Por que agiu o Governo como agiu? Porque pode. Dizer que houve uma mudança de percepção sobre o Governo não basta para o colocar em crise e ainda menos para o demolir. Navegar à bolina nunca penalizou ninguém, principalmente quando os ventos da Europa sopram a favor. Reagir em vez de actuar nem sempre é pecado político, ainda mais quando este Governo ostenta os galões do equilíbrio precário ao enquadrar num compromisso centrista o radicalismo da extrema-esquerda. De resto, no que conta mesmo, as coisas correm bem. O ministro Mário Centeno continua a apertar o cinto e se a evolução das receitas fiscais do primeiro semestre estão abaixo do esperado (em boa parte, como notou Daniel Bessa no Expresso, devido a devoluções do IRS cobrando indevidamente em 2016), a economia continua a florescer e o endividamento das famílias a aumentar. Para os portugueses, o tempo é de férias e, depois dos anos sufocantes da troika, a hora é de relaxar. Havendo emprego, dinheiro no bolso e crédito na banca, não há razão para mudar o Governo. A bonomia de Costa e as promessas e os direitos proclamados por Catarina Martins e Jerónimo de Sousa colam bem nesse estado de espírito veraneante tão tipicamente português.

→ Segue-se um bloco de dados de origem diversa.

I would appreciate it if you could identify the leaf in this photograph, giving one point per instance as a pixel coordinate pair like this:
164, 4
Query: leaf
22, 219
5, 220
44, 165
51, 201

E não há razão para mudar de Governo também porque, depois de Junho, os cidadãos olham à sua volta e têm mais dificuldades em procurar uma alternativa. O CDS fez prova de vida, mas ficou-se pelo suficiente menos. O PSD afundou-se numa gestão política ansiosa e despropositada. Uma falha sinistra de Passos Coelho (quando anunciou suicídios em Pedrógão) e o haraquíri político do seu novel líder parlamentar (quando deu ao Governo um ultimato de 24 horas para a revelação da lista das vítimas) acentuaram a imagem do partido como uma agremiação de snipers emboscados, à espera da distracção dos seus alvos. Com a actual liderança, só se tornará credível se houver uma crise económica. É por isso que, apesar do dolce fare niente do Governo em matérias estruturais (até a sua mais emblemática reforma, a descentralização, foi posta em banho-maria), apesar de andar de mão dada com partidos que defendem a tirania de Nicolás Maduro ou que se entretêm a decretar com força de lei a felicidade a abolição das injustiças, António Costa ganhou por falta de comparência da oposição.

Pode ser que o recrudescimento dos conflitos laborais que se anunciam aumentem a pressão sobre o Governo, pode ser que as negociações sobre o Orçamento de 2018 façam estalar o verniz no seio da coligação informal, talvez o Bloco e o PCP se cansem de ser muletas de um executivo que persiste na obsessão do défice aplicando ao Estado fortes doses de austeridade. Ainda assim, António Costa e os seus pares têm fôlego suficiente para sublimar os danos de Pedrógão e de Tancos e manter a sua governação em lume-brando até ao final do mandato. Afinal, eles são os mais fiéis intérpretes de um desejo profundo dos portugueses, que querem tudo menos sobressaltos em nome do futuro.

Com a economia a crescer quase 3%, haverá ainda mais uns trocos para distribuir pela função pública, paciência para aguentar as reclamações dos serviços públicos esmagados pelas restrições financeiras e o desejo de reclamar os louros da responsabilidade fiscal. Saber durar, o princípio com que o historiador Fernando Rosas explicou a longevidade do Estado Novo, tem por estes dias o seu certificado de eficiência num regime democrático. Com Marcelo a dizer ao DN que não é “defensor da excelência do chamado Bloco Central”, o PS pode crescer e consolidar a sua hegemonia à esquerda e o PSD ficará condenado à dura tarefa de reerguer uma maioria de direita que ninguém consegue vislumbrar a médio prazo. Pedrógão e Tancos foram maus para António Costa? Foram, mas nada que um governo mansinho, uma esquerda à esquerda apaziguada, a economia a crescer e uma boa vitória nas autárquicas não consigam resolver.